Negative Externalities of Consumption

Jun 22, 2024

Lecture Notes: Negative Externalities of Consumption

Introduction

  • Series: Lecture on different types of market failure
  • Topic: Negative externalities of consumption
  • Definition Review: Market failure - When free market equilibrium quantity is greater or less than the socially optimal level of output.

Recap of Previous Lesson

  • Example: Marginal social costs of coal production > Marginal Private costs
  • Outcome: Overallocation of resources towards coal electricity.

Today's Focus: Negative Externalities of Consumption

Definition

  • Negative externality of consumption: Private benefits of consumers > Social benefits of consumption
    • Spillover Costs: Costs borne by society as a whole.

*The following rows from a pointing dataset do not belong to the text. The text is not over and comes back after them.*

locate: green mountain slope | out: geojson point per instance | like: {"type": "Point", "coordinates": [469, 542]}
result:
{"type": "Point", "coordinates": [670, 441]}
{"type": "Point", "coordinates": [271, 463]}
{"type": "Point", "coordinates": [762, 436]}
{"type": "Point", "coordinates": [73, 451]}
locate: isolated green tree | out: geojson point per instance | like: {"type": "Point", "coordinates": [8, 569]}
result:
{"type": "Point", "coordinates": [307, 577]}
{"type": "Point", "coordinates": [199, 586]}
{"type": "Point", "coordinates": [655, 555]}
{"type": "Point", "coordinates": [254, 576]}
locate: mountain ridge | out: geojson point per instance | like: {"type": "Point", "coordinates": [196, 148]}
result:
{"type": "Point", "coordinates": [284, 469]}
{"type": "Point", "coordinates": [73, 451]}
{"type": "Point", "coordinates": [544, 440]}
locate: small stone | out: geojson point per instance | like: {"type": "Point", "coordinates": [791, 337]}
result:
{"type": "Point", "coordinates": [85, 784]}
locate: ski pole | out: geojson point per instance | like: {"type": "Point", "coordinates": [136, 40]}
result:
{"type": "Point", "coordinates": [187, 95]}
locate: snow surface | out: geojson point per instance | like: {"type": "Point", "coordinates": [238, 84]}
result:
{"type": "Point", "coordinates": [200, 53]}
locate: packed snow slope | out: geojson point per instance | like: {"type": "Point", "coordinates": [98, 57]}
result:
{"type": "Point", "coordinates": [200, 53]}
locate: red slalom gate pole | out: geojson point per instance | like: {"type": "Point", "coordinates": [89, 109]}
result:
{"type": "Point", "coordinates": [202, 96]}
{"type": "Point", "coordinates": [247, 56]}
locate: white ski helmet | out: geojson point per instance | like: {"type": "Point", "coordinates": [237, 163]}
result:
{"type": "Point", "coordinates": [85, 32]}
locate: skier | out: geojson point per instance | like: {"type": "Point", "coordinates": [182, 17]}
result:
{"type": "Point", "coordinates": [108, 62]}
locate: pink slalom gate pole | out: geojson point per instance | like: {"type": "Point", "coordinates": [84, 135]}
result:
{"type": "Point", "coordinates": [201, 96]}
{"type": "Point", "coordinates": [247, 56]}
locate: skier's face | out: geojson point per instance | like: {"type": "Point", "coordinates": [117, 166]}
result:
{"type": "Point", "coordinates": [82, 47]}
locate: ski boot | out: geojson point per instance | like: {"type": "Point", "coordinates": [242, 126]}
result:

Example: Alcohol Consumption in Tourist Destinations

  • Scenario: British tourists consuming alcohol in Greek islands.
  • Spillover Costs: Impacts on local communities
    • Vandalism, crime, traffic accidents, increased need for police/emergency services, noise pollution.

Graphical Analysis

  • Demand (MPB): Marginal Private Benefit (enjoyment by tourists)
    • High Private Benefit: Tourists on vacation.
  • Supply (MSC): Marginal Social Costs of alcohol consumption.
  • Equilibrium: Where MPB = MSC without government intervention
    • Private Benefit > Social Benefit: Overconsumption at equilibrium quantity (Qe).

Identifying Spillover Costs

  • Social Benefits (MSB): Benefit to society < Private Benefit.
  • External Costs: Difference between MPB and MSB
    • Represented as the distance on the graph.
  • Socially Optimal Consumption (Qso): Intersection of MSC and MSB
    • Outcome: Reduces external costs.

Government Intervention: Corrective Tax

  • Purpose: To reduce consumption to socially optimal level (Qso).
  • Mechanism: Tax on alcohol
    • Impact: Decreases supply, raises price, lowers quantity consumed.

Broader Examples

  • Cigarettes: Negative spillover costs on nonsmokers
  • General Principle: Overallocation of resources when private benefits lead consumption decisions.

Welfare Analysis

  • Without Tax: Overconsumption at Qe, Price Pe
    • Welfare Loss: Triangle representing deadweight loss due to overconsumption
  • With Tax: Supply shifts left, reduces welfare loss, aligns quantity with Qso.

Conclusion

  • Negative Externalities of Consumption: Addressed by corrective taxes, aligning private consumption with social optimal levels.
  • Next Topics: Positive externalities of production and consumption.